Fautif sur l’action amenant le premier but parisien, Alexis Blin ne décolérait pas en zone mixte. Persuadé d’avoir touché le ballon de la poitrine dans un premier temps, le milieu de terrain de l’Amiens SC dénonçait le manque de pédagogie du corps arbitral. 

Vous êtes au cœur de cette action qui fait basculer le match, que se passe-t-il ?

Je ne sais pas si les arbitres ont déjà joué au football ! Sur le coup, je tacle et je ne peux pas le faire les bras collés derrière le corps. Je la prends d’abord de la poitrine, sûr et certain, je ne suis pas fou, peut-être qu’après elle touche le bras. L’arbitre siffle penalty, c’est plus facile de le faire dans ces cas là que l’inverse. Je suis très déçu parce que jusqu’à ce penalty, on était très solide. On aurait même pu marquer avant la mi-temps.

Ce penalty semble encore susciter beaucoup de colère…

Bien sûr ! Au-delà du penalty, c’est l’absence de dialogue qui pose souci. On dit que les joueurs sont chiants (sic) mais on aimerait bien pouvoir échanger avec eux, leur demander leur ressenti. Sur le coup, c’est impossible de le faire. Il fait appel à la VAR et l’avis est donné en cinq secondes. Il faut beaucoup plus de temps pour d’autres équipes. Je suis très frustré car si je dois défendre les mains dans le dos, ça va donner du spectacle aux gens mais ce n’est pas comme ça que je vois le football.
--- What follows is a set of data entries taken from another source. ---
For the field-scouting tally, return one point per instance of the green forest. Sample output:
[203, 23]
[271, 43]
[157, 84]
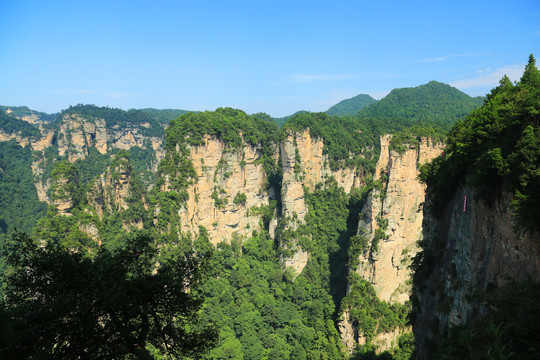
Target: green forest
[119, 278]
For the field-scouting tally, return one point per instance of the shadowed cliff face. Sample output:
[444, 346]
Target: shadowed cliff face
[229, 184]
[471, 246]
[397, 208]
[305, 165]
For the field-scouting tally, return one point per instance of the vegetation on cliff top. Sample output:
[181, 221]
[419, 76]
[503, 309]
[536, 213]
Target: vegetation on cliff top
[59, 303]
[11, 125]
[20, 207]
[433, 102]
[497, 148]
[118, 118]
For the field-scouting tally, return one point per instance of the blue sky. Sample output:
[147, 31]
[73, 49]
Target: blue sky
[275, 56]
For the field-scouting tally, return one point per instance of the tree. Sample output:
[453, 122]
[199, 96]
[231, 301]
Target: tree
[65, 304]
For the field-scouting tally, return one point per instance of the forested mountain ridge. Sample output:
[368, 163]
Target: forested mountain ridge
[308, 225]
[434, 102]
[481, 232]
[351, 106]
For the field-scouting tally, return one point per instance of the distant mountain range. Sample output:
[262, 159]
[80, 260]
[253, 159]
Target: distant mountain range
[432, 101]
[351, 106]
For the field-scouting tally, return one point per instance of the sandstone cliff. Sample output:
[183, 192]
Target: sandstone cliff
[398, 209]
[391, 223]
[76, 134]
[230, 185]
[471, 246]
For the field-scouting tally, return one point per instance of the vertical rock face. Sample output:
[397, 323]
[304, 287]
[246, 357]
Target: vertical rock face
[305, 165]
[474, 245]
[112, 189]
[397, 210]
[223, 175]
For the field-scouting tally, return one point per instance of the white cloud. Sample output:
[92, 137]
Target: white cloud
[490, 78]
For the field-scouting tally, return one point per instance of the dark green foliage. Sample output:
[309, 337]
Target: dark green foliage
[65, 186]
[63, 304]
[348, 141]
[230, 125]
[351, 106]
[92, 165]
[403, 351]
[497, 148]
[261, 311]
[508, 330]
[164, 116]
[11, 125]
[240, 199]
[283, 120]
[20, 111]
[434, 102]
[19, 204]
[410, 137]
[120, 118]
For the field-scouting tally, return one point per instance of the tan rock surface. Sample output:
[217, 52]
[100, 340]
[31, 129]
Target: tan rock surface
[401, 208]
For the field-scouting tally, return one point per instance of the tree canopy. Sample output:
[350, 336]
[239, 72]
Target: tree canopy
[108, 304]
[496, 148]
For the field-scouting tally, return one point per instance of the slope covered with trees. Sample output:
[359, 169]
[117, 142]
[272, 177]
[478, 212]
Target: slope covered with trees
[434, 102]
[497, 148]
[260, 309]
[351, 106]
À vos yeux, la décision a été prise trop rapidement ?

Après avoir eu plusieurs avis, on me dit encore que c’est très litigieux. Je ne sais pas ce que vous en pensez mais si ça l’est pour beaucoup de personnes, ça doit aussi l’être pour l’arbitre. Or, il prend cinq secondes pour vérifier, il y a quand même une forme d’injustice selon moi. C’est compliqué pour nous mais on va se servir de ça.

C’est dur de perdre 3-0 après avoir offert une telle résistance…
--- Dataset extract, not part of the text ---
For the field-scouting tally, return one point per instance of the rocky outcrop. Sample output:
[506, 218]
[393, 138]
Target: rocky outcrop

C’est très frustrant. Ce fait de jeu permet au PSG de mener 1-0. Derrière, tu es partagé entre continuer à défendre bloc bas pour pas encaisser de but ou bien aller un peu plus les chercher. On prend le rouge qui fait qu’on joue à dix, ça devient donc un peu plus facile pour Paris. C’est bien évidemment la meilleure équipe du championnat, il n’y a rien à redire là-dessus, ils ont des joueurs hors-normes. Maintenant, on aurait bien aimé rivaliser avec nos armes sur un match. C’est ce qu’on voulait faire, on a pu le faire pendant une heure.